As the United States, United Kingdom, France, Russia, and Saudia Arabia continue to attack ISIS from the air, some experts warn that the strategy isn't enough to eradicate a terror network whose members are hellbent on destroying the secular society at all costs — if anything, airstrikes might help it recruit more fighters. Keeping ISIS from establishing a bigger foothold in Afghanistan and blocking its influence and reach across social media and other forms of online communication, which it uses for everything from recruitment to coordination, will also be key.
Obviously, the need for a plan that works is pressing: The Islamic State wrought terror across the globe in 2015, claiming to plan or influence the deadly attacks in Paris, mass killings in a busy Beirut market, the downing of a Russian airliner over Egypt, and even the shootings at a developmental center in San Bernardino, CA.
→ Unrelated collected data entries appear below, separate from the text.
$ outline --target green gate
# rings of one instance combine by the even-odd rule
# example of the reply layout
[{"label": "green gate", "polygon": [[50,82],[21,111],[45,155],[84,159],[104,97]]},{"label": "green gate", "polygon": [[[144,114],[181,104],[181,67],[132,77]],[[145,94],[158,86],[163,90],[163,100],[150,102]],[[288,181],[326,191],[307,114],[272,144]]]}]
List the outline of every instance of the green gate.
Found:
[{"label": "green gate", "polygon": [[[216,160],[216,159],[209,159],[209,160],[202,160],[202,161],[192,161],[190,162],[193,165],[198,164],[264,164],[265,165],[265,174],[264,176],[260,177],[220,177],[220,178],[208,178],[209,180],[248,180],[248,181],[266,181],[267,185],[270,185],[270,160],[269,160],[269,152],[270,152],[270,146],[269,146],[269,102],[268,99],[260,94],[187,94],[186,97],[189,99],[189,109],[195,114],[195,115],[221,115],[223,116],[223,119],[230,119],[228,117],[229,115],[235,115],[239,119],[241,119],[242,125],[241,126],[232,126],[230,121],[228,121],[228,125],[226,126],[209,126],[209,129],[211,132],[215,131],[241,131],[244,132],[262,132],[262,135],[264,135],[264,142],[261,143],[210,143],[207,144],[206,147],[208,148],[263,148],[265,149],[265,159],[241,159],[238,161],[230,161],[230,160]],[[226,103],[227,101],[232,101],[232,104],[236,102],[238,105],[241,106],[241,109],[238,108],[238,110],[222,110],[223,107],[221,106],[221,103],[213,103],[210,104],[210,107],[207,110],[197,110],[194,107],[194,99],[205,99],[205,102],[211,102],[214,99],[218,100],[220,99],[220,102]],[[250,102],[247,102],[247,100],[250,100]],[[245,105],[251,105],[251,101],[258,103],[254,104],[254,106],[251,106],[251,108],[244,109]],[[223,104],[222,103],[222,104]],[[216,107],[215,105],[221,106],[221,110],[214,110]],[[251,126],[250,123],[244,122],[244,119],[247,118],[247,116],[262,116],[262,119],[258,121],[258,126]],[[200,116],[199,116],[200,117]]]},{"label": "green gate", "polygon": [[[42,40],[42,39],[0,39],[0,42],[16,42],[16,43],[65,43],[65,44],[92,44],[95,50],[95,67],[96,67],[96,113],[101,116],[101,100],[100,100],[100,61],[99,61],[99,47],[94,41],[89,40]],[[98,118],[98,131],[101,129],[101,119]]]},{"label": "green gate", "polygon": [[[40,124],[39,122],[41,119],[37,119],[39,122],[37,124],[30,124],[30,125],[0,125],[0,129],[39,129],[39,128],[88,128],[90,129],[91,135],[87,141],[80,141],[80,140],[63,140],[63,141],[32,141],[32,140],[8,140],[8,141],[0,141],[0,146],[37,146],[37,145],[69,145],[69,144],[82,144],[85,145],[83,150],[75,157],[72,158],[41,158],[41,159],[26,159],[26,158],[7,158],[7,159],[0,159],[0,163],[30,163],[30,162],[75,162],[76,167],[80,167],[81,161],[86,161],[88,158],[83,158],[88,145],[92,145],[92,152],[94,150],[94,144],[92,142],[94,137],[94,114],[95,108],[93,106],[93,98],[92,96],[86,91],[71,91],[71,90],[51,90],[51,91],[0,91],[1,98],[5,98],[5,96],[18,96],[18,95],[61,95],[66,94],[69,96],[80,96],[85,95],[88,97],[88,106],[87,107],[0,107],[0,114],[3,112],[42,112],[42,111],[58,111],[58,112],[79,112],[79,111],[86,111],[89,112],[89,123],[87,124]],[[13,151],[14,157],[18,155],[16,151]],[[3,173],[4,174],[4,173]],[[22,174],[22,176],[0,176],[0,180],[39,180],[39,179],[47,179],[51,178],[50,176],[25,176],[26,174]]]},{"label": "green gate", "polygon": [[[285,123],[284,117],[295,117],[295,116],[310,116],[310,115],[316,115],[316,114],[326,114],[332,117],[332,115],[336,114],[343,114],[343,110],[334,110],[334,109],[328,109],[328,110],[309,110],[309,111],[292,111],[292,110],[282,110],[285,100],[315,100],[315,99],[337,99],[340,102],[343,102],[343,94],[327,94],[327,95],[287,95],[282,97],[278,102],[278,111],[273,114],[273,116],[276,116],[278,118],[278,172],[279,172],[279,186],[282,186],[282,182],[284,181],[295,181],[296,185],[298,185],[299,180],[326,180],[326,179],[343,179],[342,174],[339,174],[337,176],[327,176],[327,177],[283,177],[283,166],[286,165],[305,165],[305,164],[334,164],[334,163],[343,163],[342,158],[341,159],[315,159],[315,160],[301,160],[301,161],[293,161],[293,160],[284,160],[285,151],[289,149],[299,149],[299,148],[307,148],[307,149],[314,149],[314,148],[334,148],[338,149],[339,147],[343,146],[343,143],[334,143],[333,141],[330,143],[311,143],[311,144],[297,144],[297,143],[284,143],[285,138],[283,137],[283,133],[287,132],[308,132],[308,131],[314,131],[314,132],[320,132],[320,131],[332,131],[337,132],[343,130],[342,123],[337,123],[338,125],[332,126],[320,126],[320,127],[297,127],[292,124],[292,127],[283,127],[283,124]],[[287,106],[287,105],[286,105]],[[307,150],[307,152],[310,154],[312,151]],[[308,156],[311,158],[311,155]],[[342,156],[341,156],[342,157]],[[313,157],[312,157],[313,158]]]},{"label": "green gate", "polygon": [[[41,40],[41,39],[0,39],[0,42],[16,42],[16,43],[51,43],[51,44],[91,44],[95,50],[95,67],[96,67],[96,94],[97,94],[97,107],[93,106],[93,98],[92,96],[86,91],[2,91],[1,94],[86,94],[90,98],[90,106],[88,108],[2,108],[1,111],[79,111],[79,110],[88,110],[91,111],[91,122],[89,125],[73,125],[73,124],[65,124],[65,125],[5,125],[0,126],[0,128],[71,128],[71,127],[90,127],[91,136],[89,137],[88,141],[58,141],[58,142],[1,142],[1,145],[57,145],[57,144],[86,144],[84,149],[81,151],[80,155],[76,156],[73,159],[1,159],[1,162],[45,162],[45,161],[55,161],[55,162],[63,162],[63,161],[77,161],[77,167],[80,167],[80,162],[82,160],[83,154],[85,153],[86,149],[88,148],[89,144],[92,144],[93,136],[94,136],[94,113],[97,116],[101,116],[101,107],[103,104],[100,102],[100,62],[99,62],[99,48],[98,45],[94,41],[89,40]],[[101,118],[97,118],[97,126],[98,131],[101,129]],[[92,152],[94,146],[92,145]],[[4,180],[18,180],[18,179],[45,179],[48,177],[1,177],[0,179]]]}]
Mother Teresa is getting a new name next fall: Saint Teresa. The Nobel laureate nun, who died in 1997, is set to be canonized by the Roman Catholic Church in September. Pope Francis made the decision after attributing a second miracle to the woman who gained a worldwide following for her work with some of India’s poorest people. It’s all part of what Francis has declared the church’s Holy Year of Mercy — 356 days of compassion and forgiveness. The 79-year-old pontiff, meanwhile, will continue his jet-setting ways in the new year, with travel plans for Mexico, Argentina, Chile, Poland, and Armenia.
Speaking of travel, will Havana play host to a very high-profile guest in 2016? President Barack Obama has signaled that he could visit the island nation in the last year of his presidency, but he told Yahoo News that he’ll only go to Cuba if he sees real signs that the government making progress on improving human rights.
“Now would be a good time to shine a light on progress that’s been made, but also maybe [go] there to nudge the Cuban government in a new direction,” he said. A trip would further cement the thawing of diplomatic relations with Cuba as a major part of Obama’s legacy and no doubt enrage some Cuban-American opponents of that policy.
Also in Cuba, the year ahead gives Obama one last shot at making good on his pledge to close the Guantanamo Bay military prison there before he leaves office. He recently suggested he might try to shut down the notorious detention center via executive action if Congress fails to act. A closure could signal a major shift in how the U.S. treats enemy combatants in the war on terror; nearly 100 prisoners remain at the detention facility on a U.S. naval base, where many prisoners have engaged in hunger strikes to protest their incarceration and treatment.